Saturday 4 July 2015

Birthday at Babette

    How time flies, it's once again time to celebrate the wifey's birthday. As usual, she'll have some place in mind that she'd like to try out. This year we're off to Babette, a restaurant/ bar situated at Parc Sovereign Hotel, along Tyrwhitt Road. Although marketed as a "restro-bar", you wouldn't find anyone outside at the counter in this sweltering heat. The first thing I noticed is the lack of a dress code. Decked out in my polo-tee, jeans and brown leather shoes, I felt somewhat overdressed. The other guys were in berms and (*Gasp!) flip-flops.
    Babette draws its inspiration from the 1980s film "Babette's Feast", which is about how a good chef can transform a dinner into a love affair. It is precisely this reason that the wifey chose this place. For starters we had the sous vide Octopus Tempura. One would think that using the sous vide method would make it more tender. However, this was not the case.
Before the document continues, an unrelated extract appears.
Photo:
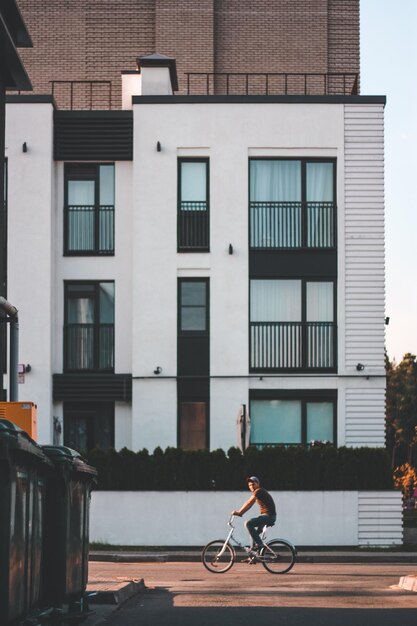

The batter tasted simple and "home-made" and not in the positive sense, not something that you'd expect from a good restaurant.

Top marks for presentation. Not so for taste.

    Next came the Grilled Asparagus in garlic miso cream. I wasn't expecting much from this dish and honestly, it didn't look like much. A surprise was in store. The asparagus was cooked just right, not too crunchy and not too soggy. The miso cream was of the right consistency. It made the asparagus that much smoother. The deep fried ginger garnish was also an excellent complement. It's tanginess contrasted nicely with the milky-sweetness of the cream, bringing out the best in the asparagus.

Worth a try.

    The starters ended with the arrival of the Crackling Pork Belly. Now this is something to shout about. The dish arrived with thick chunky slices. The 48 hours of slow cooking had really done its job. Pop one piece into your mouth and the first thing you'll encounter is the crunching of the crispy skin. This is followed by the sinking of your teeth into tender meat, as the fat melts away almost simultaneously. For those who cannot take food that is too spicy, the accompanying whole-grain mustard sauce is for you. Slather a generous helping on your meat and experience how it brings out the flavour.
 
Crackling Pork Belly and Babette Chirashi Donburi - both looking equally enticing but oh so different in giving satisfaction.

    We chose the Babette Chirash Donburi for main. It looked promising enough but turned out to be a bitter disappointment. Firstly, the ingredients were not cold enough. Instead of complementing the sashimi, the warm rice prevented us from assessing it's freshness. This resulted in a dish that is neither refreshingly cool nor pippingly appetizing. Who serves warm rice in chirashi don anyway? Some people may enjoy the contrast of hard crunchy pickles against the soft squishiness of sashimi but not I. Besides, the pickles could've been more sour. It was almost akin to eating raw carrots. I would also prefer tuna roe to tobiko any day. Verdict: don't bother trying this dish. All looks and no substance.
    In the end, although we were quite full, we decided to give Babette a chance at redemption. The signature Macha Lava Cake took 20mins to prepare. Frankly it didn't feel very long because I was in good company. First impression, it held a lot of promise.


    As the restaurant would describe it: this is a "green tea infused white chocolate fondant served with home-made azuki red bean ice-cream". Slice into the "cake" and dark green "white" chocolate oozes out. The cloying sweetness almost stung my tongue, as I savoured the sticky goodness of the green tea infused chocolate. With each spoonful of green gooey goodness, I edged closer to the precipice of "over sweetness". Just when I thought I would fall over, a wave of refreshing coolness swept me backwards, as I relished the taste of home-made ice-cream on my palate. Not wanting to lose the sweetness that I just discovered, I delved again into the green softness. This time, the bite of mint brought me back. A spoonful of ice-cream now tasted a tad bland. This was immediately resolved by the intrusion of azuki reds.
 

    To wash it all down, we had a tall glass of yuzu beer. To conclude, Babette is not a place for important celebrations. However, I wouldn't mind chilling out here. Food-wise, there are hits and misses. I probably won't be back too quickly. Maybe I'll try their other offerings in the future.